5. The payer then recalculates the physician’s bill, discounting 25% from the original $4,000 bill. The explanation of benefits (EOB) will have a notation specifically referring to the PPO X discount, citing it as the reason for the lower price.
6. Upon receiving the document, the accounting department verifies that the physician has a contract with PPO X. Unless staff members search the patient’s admission records, such as the photocopy of the patient’s insurance card, they won’t be aware that the patient is not a member of PPO X.
7. Meanwhile, the insurer and the hired TPA split the profits between the provider’s usual fee and the PPO discount that has been applied.
Is this legal? It depends. If there is no language in the contract specifically restricting a PPO the physician contracts with from selling information pertaining to the contractual relationship to an outside party, it probably is not illegal. Your best bet is to look for or request specific contract language.
Some hospitals and large group practices are now taking the silent PPOs on. This makes economic sense because the unauthorized discounts add up to a very high dollar amount.
One of the most important and cost-effective ways a practice can address this situation is to carefully examine all PPO contracts before they are signed. Usually a practice focuses on the fee schedule in a PPO contract. However, a thorough search should be made for language that allows the PPO to sell its fee schedules to other PPOs. If such language is present, it should be struck. If no such language precluding the sale of fee schedules exists, request the inclusion of language stating the PPO cannot barter, trade, sell, or otherwise transfer the discount to any entity that does not steer patients to the practice. If a PPO will not allow such language to be added to their contract, consider not participating in its plan. Most reputable PPOs either already have such language in their contracts or will be happy to include it.
What is most vexing about silent PPOs is their insidious nature. It is hard to track the losses. To find out if you are a victim of a silent PPO, you must examine all the EOBs that come through the billing office. Then the EOB must be compared with the agreement in place with a PPO, if there is one, and against the patient’s insurance plan. This is costly and time-consuming, which is why it is often not done, especially in small physician practices.

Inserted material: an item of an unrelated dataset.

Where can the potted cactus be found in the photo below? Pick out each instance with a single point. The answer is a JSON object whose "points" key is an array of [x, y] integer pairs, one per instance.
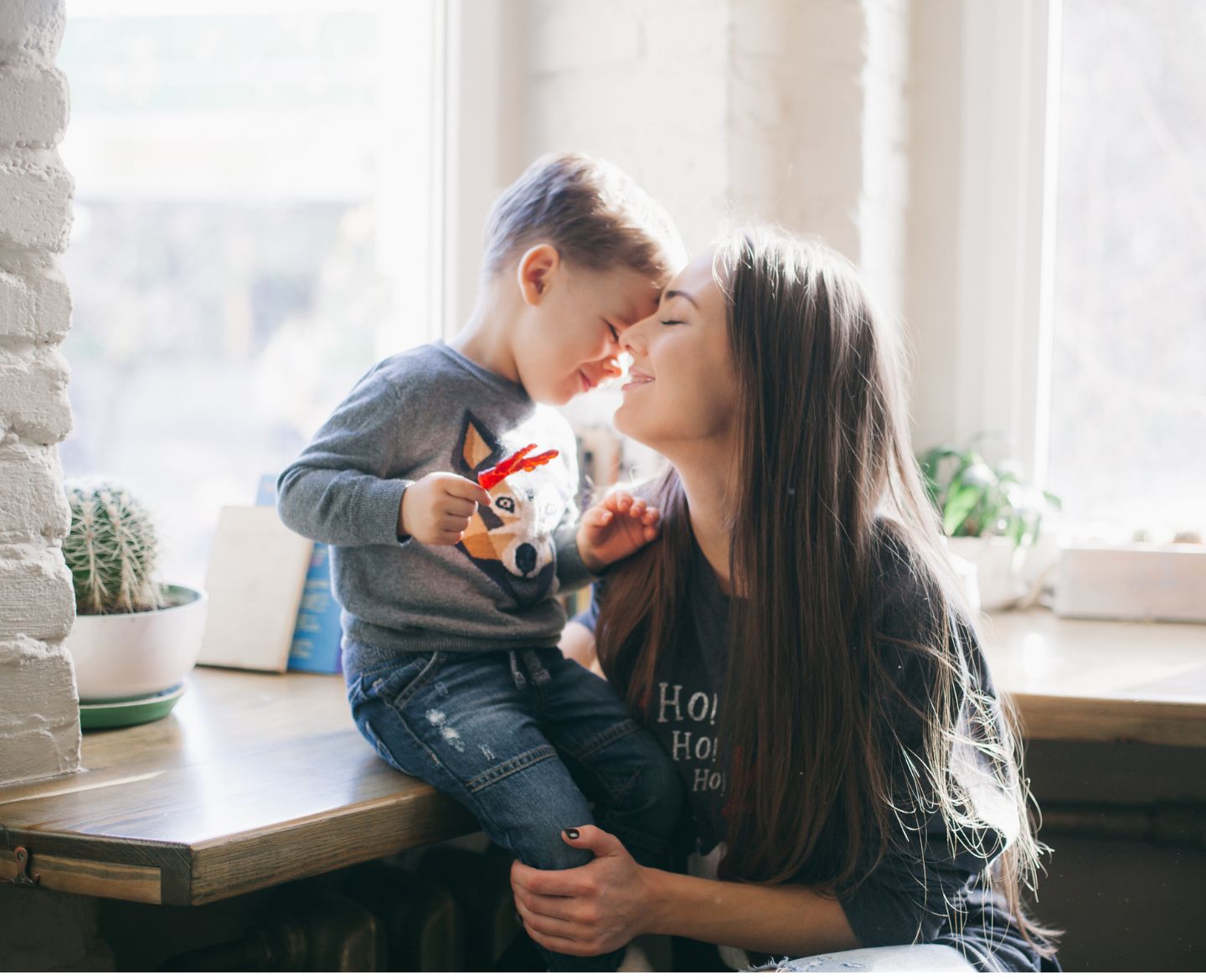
{"points": [[134, 638]]}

Another trend seen by one practice administrator we know is when payers try to sneak this type of language in during contract renegotiations. This practice administrator told us this has happened twice in the last two years both times following an absorption of a more traditional insurance company by a carrier that predominantly sells HMO products.
A physician group or hospital may also ask to be given notice of any affiliate payer before it gives out its list of staff or affiliated physicians. That way it can be ascertained that the payers are employers, and not other PPOs that are silent.
In short, silent PPOs are becoming a bigger and bigger problem with many providers. As individual doctors and small practices organize and the larger organizations become more vocal in opposition to silent PPOs, perhaps the practice will be quelled or at least its rate of growth slowed.